Authentic wasabi root is taken from the Japanese Wasabia Japonica plant. Often compared to horseradish, true wasabi fans are quick to point out they are not the same thing at all. The wasabi underground stem is called the rhizome and the part of the plant most sold in the grocery stores. The root contains most of the nutrients.
You may be surprised to discover that true wasabi root is a member of the watercress family. It can be expensive because it is not an easy plant to grow. It is a nubby root that is usually green or greenish-white. Wasabi has a hot spicy flavor and that is exactly what people like about it.
Choosing the Best
When buying wasabi, you want to look for a fresh looking root with no signs of rot or moisture damage. The roots should be approximately 1 ½ inches long. Be prepared to pay a significant amount of money for one wasabi root if it is authentic Wasabia Japonica.
To keep your wasabi root fresh:
- Dampen a paper towel
- Wrap the paper towel around the root
- Refrigerate for up to one month
If you want to store the wasabi for as long as a month then you should re-dampen the towel and rinse the root periodically.
Preparing and Cooking
Wasabi root can be sliced or grated for recipes or turned into a paste for sauces and dips. It is used in salads, sauces, mashed potatoes and chicken dishes. The wasabi paste is a frequent accompaniment to sushi.

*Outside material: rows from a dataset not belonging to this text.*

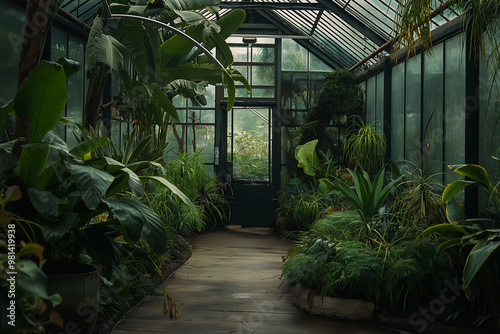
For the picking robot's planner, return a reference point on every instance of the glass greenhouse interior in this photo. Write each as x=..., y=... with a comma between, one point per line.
x=432, y=103
x=366, y=133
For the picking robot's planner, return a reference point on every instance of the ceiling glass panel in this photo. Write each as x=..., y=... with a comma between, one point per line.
x=341, y=29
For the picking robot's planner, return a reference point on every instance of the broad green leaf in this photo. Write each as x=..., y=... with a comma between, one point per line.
x=453, y=188
x=45, y=202
x=202, y=72
x=224, y=53
x=164, y=101
x=139, y=220
x=449, y=243
x=228, y=24
x=41, y=98
x=443, y=228
x=231, y=89
x=144, y=43
x=307, y=157
x=70, y=66
x=104, y=49
x=174, y=190
x=454, y=213
x=476, y=173
x=32, y=162
x=53, y=230
x=12, y=194
x=91, y=182
x=4, y=111
x=31, y=280
x=88, y=146
x=134, y=183
x=477, y=257
x=31, y=249
x=98, y=241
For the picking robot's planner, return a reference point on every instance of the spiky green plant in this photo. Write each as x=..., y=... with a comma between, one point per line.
x=365, y=146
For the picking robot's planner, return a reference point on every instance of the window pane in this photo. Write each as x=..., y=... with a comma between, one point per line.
x=397, y=112
x=115, y=131
x=11, y=26
x=205, y=139
x=379, y=117
x=371, y=84
x=412, y=108
x=433, y=107
x=293, y=90
x=263, y=75
x=316, y=64
x=315, y=85
x=76, y=82
x=207, y=116
x=454, y=103
x=210, y=96
x=59, y=43
x=240, y=53
x=266, y=93
x=294, y=56
x=262, y=55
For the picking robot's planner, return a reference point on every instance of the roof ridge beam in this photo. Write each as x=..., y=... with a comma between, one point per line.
x=353, y=21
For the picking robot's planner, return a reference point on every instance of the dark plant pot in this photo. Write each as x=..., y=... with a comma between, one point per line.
x=78, y=285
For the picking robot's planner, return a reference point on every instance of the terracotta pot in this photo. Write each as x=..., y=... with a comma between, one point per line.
x=78, y=285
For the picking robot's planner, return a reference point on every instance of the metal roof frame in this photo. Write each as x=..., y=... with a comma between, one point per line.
x=341, y=32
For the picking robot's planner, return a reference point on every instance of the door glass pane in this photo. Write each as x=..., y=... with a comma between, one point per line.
x=263, y=75
x=262, y=55
x=250, y=144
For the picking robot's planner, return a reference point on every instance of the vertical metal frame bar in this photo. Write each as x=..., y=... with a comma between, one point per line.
x=472, y=123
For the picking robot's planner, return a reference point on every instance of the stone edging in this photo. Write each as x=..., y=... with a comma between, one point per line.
x=349, y=309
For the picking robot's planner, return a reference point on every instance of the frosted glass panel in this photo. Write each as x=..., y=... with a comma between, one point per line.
x=397, y=112
x=315, y=64
x=263, y=75
x=294, y=56
x=412, y=108
x=454, y=103
x=370, y=99
x=433, y=107
x=489, y=117
x=379, y=89
x=262, y=55
x=11, y=26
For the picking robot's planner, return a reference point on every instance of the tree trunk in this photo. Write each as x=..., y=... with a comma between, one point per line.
x=97, y=82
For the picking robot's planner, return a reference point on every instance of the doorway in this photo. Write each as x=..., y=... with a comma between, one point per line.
x=249, y=165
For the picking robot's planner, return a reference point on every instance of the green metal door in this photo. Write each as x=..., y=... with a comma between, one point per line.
x=249, y=165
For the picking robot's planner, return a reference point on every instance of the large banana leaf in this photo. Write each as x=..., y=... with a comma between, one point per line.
x=143, y=40
x=106, y=49
x=32, y=162
x=177, y=49
x=228, y=24
x=178, y=193
x=307, y=158
x=91, y=182
x=139, y=220
x=478, y=256
x=41, y=98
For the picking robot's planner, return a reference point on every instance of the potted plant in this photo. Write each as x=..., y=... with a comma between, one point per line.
x=66, y=190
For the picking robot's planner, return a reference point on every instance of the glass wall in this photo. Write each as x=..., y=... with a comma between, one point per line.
x=11, y=32
x=428, y=107
x=195, y=128
x=489, y=114
x=301, y=81
x=257, y=63
x=64, y=44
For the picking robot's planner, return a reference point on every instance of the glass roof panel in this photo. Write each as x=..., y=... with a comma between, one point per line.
x=346, y=30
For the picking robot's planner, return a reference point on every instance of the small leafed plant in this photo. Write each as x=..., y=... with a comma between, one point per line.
x=367, y=197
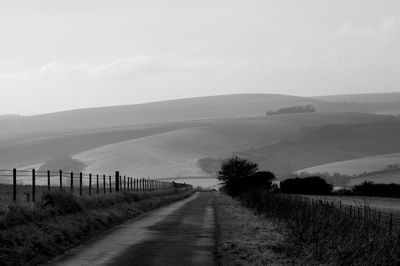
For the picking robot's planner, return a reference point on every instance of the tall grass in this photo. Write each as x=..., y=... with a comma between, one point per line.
x=32, y=234
x=326, y=234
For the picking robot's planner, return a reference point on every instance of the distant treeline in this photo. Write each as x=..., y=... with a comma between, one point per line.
x=386, y=128
x=379, y=190
x=294, y=109
x=339, y=179
x=315, y=185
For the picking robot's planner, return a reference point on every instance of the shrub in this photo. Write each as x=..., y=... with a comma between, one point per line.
x=238, y=175
x=313, y=185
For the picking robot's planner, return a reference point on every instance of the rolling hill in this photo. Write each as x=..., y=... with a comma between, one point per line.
x=176, y=153
x=169, y=138
x=239, y=105
x=329, y=144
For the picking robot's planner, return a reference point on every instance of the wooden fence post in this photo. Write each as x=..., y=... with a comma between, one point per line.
x=48, y=180
x=90, y=184
x=14, y=185
x=72, y=183
x=80, y=183
x=60, y=179
x=104, y=184
x=33, y=185
x=117, y=181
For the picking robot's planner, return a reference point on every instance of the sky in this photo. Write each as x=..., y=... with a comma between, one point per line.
x=66, y=54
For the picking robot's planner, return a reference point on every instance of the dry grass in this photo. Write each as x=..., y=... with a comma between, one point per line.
x=32, y=235
x=325, y=234
x=244, y=238
x=378, y=203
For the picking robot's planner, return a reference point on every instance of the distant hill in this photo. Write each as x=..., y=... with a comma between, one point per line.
x=211, y=107
x=238, y=105
x=329, y=144
x=293, y=110
x=362, y=98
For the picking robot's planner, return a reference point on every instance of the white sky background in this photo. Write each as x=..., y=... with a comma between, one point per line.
x=65, y=54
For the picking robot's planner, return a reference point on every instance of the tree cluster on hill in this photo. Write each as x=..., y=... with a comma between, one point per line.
x=372, y=189
x=294, y=109
x=238, y=175
x=313, y=185
x=389, y=127
x=209, y=165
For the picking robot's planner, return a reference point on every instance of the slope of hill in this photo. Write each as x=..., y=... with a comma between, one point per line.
x=328, y=145
x=388, y=97
x=176, y=153
x=238, y=105
x=356, y=166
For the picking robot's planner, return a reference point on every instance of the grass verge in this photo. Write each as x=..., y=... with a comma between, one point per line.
x=32, y=235
x=244, y=238
x=324, y=234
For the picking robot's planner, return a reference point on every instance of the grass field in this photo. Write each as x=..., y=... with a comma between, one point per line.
x=176, y=153
x=356, y=166
x=381, y=203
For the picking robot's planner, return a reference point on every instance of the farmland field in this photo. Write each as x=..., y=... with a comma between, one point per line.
x=176, y=153
x=356, y=166
x=381, y=203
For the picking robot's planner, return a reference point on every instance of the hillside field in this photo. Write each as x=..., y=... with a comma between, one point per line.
x=176, y=153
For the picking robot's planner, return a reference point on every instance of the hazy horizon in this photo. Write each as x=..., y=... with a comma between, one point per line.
x=64, y=55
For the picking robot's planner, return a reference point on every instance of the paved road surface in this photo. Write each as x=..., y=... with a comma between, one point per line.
x=182, y=233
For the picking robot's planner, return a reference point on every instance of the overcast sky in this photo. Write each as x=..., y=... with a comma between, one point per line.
x=65, y=54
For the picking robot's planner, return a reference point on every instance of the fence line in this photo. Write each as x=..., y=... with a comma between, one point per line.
x=363, y=213
x=32, y=182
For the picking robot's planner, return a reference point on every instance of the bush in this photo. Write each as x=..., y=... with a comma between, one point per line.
x=313, y=185
x=324, y=233
x=238, y=175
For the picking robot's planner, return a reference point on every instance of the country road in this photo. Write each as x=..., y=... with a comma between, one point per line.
x=182, y=233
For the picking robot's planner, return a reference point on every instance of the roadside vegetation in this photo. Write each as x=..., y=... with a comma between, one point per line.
x=35, y=233
x=320, y=233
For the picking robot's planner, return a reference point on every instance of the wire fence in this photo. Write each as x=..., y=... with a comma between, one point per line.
x=387, y=220
x=26, y=185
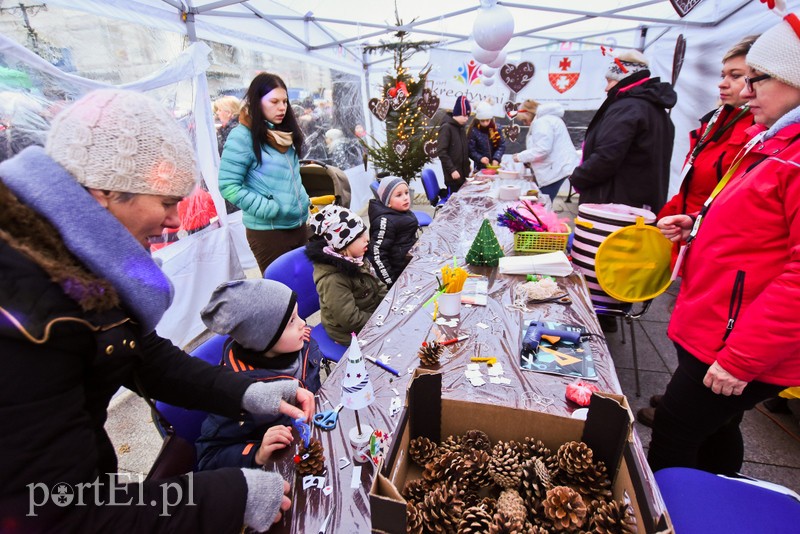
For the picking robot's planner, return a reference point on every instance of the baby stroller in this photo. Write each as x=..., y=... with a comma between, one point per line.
x=325, y=184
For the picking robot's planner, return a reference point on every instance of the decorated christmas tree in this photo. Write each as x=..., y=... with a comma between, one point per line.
x=406, y=106
x=485, y=250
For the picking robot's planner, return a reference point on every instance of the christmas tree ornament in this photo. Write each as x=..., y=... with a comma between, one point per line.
x=400, y=147
x=485, y=249
x=493, y=27
x=310, y=460
x=516, y=77
x=565, y=508
x=431, y=148
x=430, y=353
x=379, y=108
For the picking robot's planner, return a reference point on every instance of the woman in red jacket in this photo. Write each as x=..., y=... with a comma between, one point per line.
x=735, y=323
x=720, y=136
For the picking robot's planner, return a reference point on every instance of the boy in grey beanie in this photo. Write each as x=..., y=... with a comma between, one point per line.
x=268, y=342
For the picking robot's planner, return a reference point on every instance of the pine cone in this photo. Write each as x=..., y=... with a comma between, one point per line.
x=505, y=524
x=441, y=509
x=451, y=444
x=512, y=505
x=534, y=483
x=505, y=465
x=475, y=520
x=476, y=439
x=415, y=490
x=574, y=458
x=314, y=463
x=614, y=517
x=533, y=448
x=565, y=508
x=422, y=450
x=413, y=519
x=430, y=353
x=592, y=484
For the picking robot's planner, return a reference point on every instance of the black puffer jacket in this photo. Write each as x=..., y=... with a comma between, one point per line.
x=392, y=233
x=61, y=366
x=628, y=147
x=453, y=152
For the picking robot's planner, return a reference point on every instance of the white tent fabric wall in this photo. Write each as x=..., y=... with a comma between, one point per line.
x=698, y=79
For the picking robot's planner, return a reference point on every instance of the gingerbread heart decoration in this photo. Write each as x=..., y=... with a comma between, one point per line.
x=511, y=109
x=517, y=76
x=429, y=103
x=431, y=148
x=400, y=147
x=398, y=99
x=379, y=108
x=511, y=132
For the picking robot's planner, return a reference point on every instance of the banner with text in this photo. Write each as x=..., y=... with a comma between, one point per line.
x=575, y=79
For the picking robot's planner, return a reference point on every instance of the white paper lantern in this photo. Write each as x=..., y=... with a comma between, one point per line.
x=499, y=61
x=481, y=55
x=493, y=28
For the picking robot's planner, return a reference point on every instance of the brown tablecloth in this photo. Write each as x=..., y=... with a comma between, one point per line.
x=399, y=333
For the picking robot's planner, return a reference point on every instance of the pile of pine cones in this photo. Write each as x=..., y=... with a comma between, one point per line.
x=470, y=486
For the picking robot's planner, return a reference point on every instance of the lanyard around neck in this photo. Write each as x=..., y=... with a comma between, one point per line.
x=722, y=183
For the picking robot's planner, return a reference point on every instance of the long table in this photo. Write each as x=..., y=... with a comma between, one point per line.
x=400, y=325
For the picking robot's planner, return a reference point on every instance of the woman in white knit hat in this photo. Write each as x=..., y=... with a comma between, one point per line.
x=735, y=323
x=80, y=298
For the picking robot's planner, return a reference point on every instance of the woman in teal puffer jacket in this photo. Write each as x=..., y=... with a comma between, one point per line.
x=260, y=171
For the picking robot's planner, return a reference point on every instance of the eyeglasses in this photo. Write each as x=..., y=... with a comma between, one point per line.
x=748, y=81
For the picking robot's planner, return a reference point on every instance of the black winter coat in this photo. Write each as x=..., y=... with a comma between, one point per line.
x=392, y=233
x=480, y=146
x=453, y=152
x=61, y=366
x=628, y=147
x=226, y=442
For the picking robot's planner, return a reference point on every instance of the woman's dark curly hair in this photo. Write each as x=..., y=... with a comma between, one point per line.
x=260, y=86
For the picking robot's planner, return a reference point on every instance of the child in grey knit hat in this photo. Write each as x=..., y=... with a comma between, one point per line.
x=268, y=342
x=393, y=229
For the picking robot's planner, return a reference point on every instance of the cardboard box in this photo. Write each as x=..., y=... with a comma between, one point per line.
x=607, y=431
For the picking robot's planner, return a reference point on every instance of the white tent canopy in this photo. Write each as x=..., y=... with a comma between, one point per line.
x=333, y=34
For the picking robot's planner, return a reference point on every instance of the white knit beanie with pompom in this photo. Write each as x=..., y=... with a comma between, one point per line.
x=119, y=140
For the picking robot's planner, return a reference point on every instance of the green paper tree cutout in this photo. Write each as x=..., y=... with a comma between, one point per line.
x=485, y=250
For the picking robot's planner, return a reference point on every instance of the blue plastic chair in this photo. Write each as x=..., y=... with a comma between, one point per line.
x=187, y=423
x=423, y=219
x=701, y=502
x=296, y=271
x=432, y=191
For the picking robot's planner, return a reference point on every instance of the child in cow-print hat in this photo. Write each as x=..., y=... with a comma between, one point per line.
x=348, y=289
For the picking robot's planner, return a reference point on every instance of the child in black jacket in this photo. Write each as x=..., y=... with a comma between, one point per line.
x=392, y=229
x=268, y=341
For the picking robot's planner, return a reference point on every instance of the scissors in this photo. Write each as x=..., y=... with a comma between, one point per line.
x=327, y=420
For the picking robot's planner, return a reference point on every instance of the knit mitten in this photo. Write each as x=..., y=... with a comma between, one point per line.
x=265, y=398
x=264, y=495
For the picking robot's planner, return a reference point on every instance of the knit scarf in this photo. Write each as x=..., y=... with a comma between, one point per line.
x=91, y=233
x=280, y=141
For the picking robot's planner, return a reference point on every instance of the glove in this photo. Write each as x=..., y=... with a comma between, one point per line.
x=264, y=497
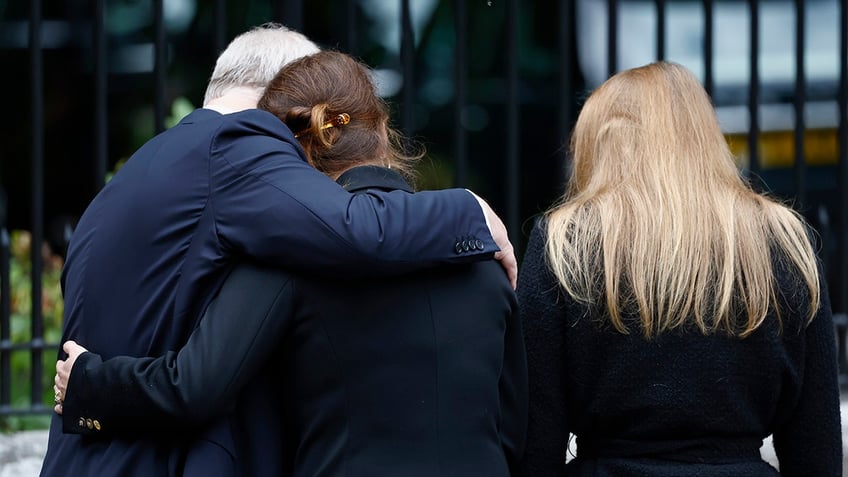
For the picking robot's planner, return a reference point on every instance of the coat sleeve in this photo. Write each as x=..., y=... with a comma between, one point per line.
x=811, y=441
x=234, y=338
x=269, y=202
x=513, y=391
x=544, y=333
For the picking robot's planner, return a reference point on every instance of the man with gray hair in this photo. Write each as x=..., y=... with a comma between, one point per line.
x=229, y=183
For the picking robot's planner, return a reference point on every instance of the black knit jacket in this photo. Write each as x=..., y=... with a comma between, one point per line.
x=680, y=404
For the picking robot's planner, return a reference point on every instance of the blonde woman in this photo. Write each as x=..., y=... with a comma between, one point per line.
x=673, y=316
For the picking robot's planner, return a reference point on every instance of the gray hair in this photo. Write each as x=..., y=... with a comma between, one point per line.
x=253, y=58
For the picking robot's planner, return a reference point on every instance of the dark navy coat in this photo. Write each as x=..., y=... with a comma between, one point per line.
x=155, y=243
x=418, y=375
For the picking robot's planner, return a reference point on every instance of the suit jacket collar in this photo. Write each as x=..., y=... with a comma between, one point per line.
x=361, y=178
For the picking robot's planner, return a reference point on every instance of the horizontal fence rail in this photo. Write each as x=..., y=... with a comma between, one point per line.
x=509, y=100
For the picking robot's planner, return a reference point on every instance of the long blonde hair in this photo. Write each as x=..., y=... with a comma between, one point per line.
x=657, y=220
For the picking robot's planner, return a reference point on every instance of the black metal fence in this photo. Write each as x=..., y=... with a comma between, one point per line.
x=820, y=191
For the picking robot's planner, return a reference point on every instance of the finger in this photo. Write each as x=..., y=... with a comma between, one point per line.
x=508, y=261
x=69, y=345
x=61, y=383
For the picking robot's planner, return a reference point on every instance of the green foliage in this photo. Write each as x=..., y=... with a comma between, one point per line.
x=52, y=307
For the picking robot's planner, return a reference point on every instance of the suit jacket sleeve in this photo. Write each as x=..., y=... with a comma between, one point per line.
x=234, y=338
x=268, y=202
x=545, y=330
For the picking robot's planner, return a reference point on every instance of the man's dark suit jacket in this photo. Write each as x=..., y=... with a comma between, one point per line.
x=418, y=375
x=157, y=241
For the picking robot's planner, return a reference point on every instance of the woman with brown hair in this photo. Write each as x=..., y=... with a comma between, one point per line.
x=419, y=375
x=673, y=317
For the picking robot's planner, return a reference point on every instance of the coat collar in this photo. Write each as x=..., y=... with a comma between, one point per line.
x=360, y=178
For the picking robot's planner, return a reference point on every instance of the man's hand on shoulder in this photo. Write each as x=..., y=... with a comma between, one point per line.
x=499, y=234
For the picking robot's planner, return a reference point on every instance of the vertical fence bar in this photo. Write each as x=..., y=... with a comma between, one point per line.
x=407, y=60
x=37, y=82
x=799, y=102
x=294, y=14
x=843, y=156
x=160, y=55
x=100, y=77
x=612, y=37
x=460, y=86
x=660, y=30
x=5, y=312
x=351, y=37
x=220, y=33
x=512, y=126
x=708, y=47
x=566, y=110
x=754, y=95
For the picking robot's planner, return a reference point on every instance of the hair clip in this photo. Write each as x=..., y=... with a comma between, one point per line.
x=339, y=120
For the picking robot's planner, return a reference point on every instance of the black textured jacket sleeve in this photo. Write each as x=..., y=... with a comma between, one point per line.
x=810, y=442
x=544, y=328
x=236, y=335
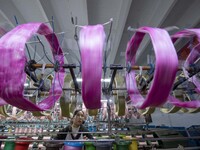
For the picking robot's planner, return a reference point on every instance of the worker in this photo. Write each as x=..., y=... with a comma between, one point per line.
x=76, y=126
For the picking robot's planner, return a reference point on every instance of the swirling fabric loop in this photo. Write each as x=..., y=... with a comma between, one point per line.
x=12, y=63
x=193, y=56
x=91, y=44
x=165, y=71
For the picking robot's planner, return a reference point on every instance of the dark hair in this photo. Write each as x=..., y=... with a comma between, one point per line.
x=76, y=112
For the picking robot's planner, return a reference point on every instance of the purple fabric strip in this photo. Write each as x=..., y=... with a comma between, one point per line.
x=91, y=42
x=12, y=63
x=165, y=71
x=2, y=32
x=193, y=56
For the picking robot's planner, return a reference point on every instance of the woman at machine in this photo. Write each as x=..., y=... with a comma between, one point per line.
x=72, y=130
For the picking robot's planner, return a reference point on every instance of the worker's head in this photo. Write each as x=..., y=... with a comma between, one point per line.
x=78, y=118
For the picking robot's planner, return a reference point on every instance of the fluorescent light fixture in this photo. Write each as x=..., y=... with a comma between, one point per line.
x=105, y=100
x=26, y=84
x=102, y=80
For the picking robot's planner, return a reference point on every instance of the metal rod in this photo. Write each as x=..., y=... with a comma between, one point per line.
x=101, y=140
x=74, y=66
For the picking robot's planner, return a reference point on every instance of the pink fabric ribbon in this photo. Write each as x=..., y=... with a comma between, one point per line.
x=12, y=63
x=165, y=71
x=193, y=56
x=91, y=44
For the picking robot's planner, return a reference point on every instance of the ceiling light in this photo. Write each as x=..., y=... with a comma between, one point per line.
x=102, y=80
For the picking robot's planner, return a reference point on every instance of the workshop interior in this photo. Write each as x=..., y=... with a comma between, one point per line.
x=131, y=66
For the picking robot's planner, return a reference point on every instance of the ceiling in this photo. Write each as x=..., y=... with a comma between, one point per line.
x=125, y=13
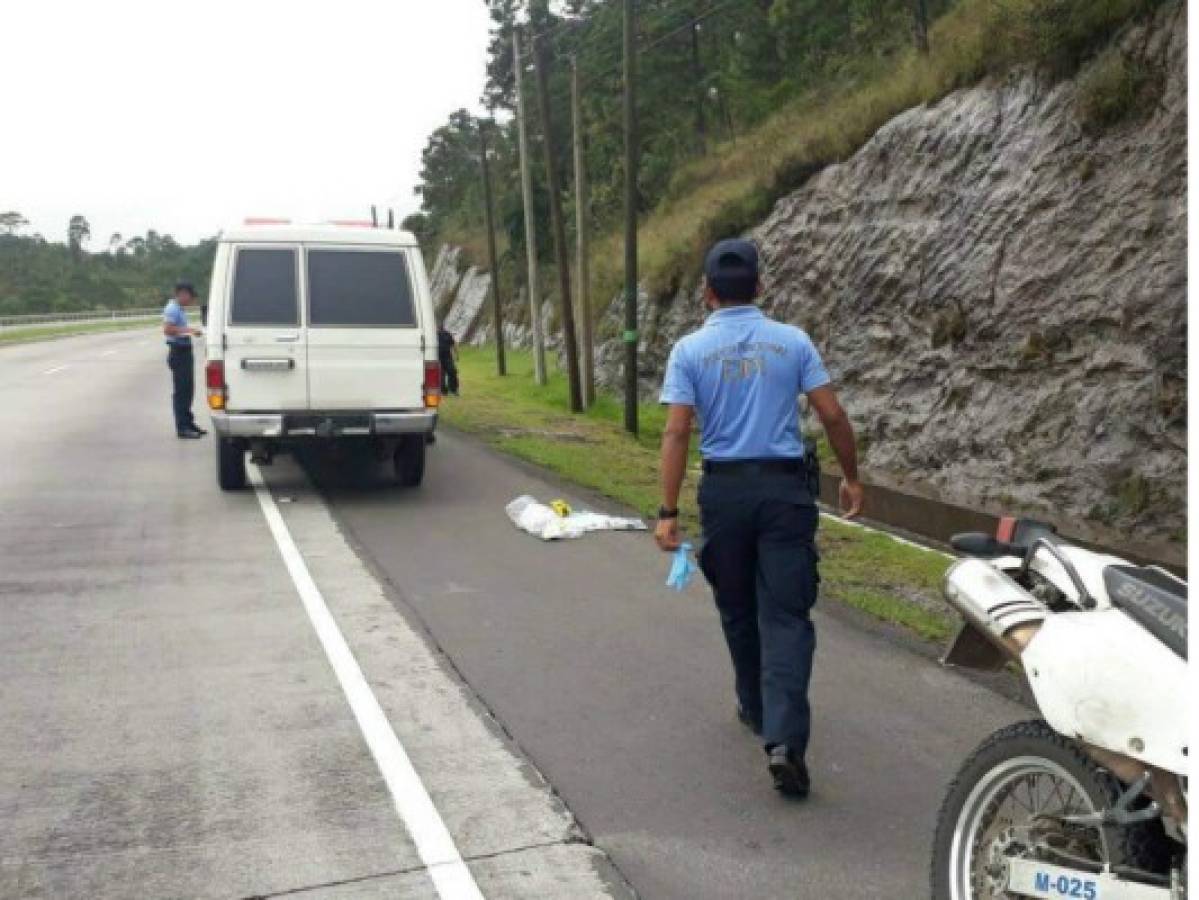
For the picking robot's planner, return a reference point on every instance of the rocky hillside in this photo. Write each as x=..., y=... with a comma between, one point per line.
x=998, y=283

To prepare the wasabi root for use:
- Put on thin rubber gloves
- Rinse the wasabi in cool water
- Peel the skin off the root using a paring knife like you would use on a potato
- Remove the root knobs if root will be grated
- Rinse the peeled root in cool water
If you are going to grate the wasabi, a ginger grater works well. You can also slice the wasabi to use in recipes.
The leaves of wasabi are edible if your root happens to have leaves attached. You can boil them for a few minutes and use them in salads and recipes. They are especially delicious when mixed with soy sauce.
Wasabi has virtually no cholesterol and no saturated fat, but is high in dietary fiber. Eating wasabi root will give your body a good supply of Vitamins B6 and C and also of magnesium and potassium in addition to other essential minerals.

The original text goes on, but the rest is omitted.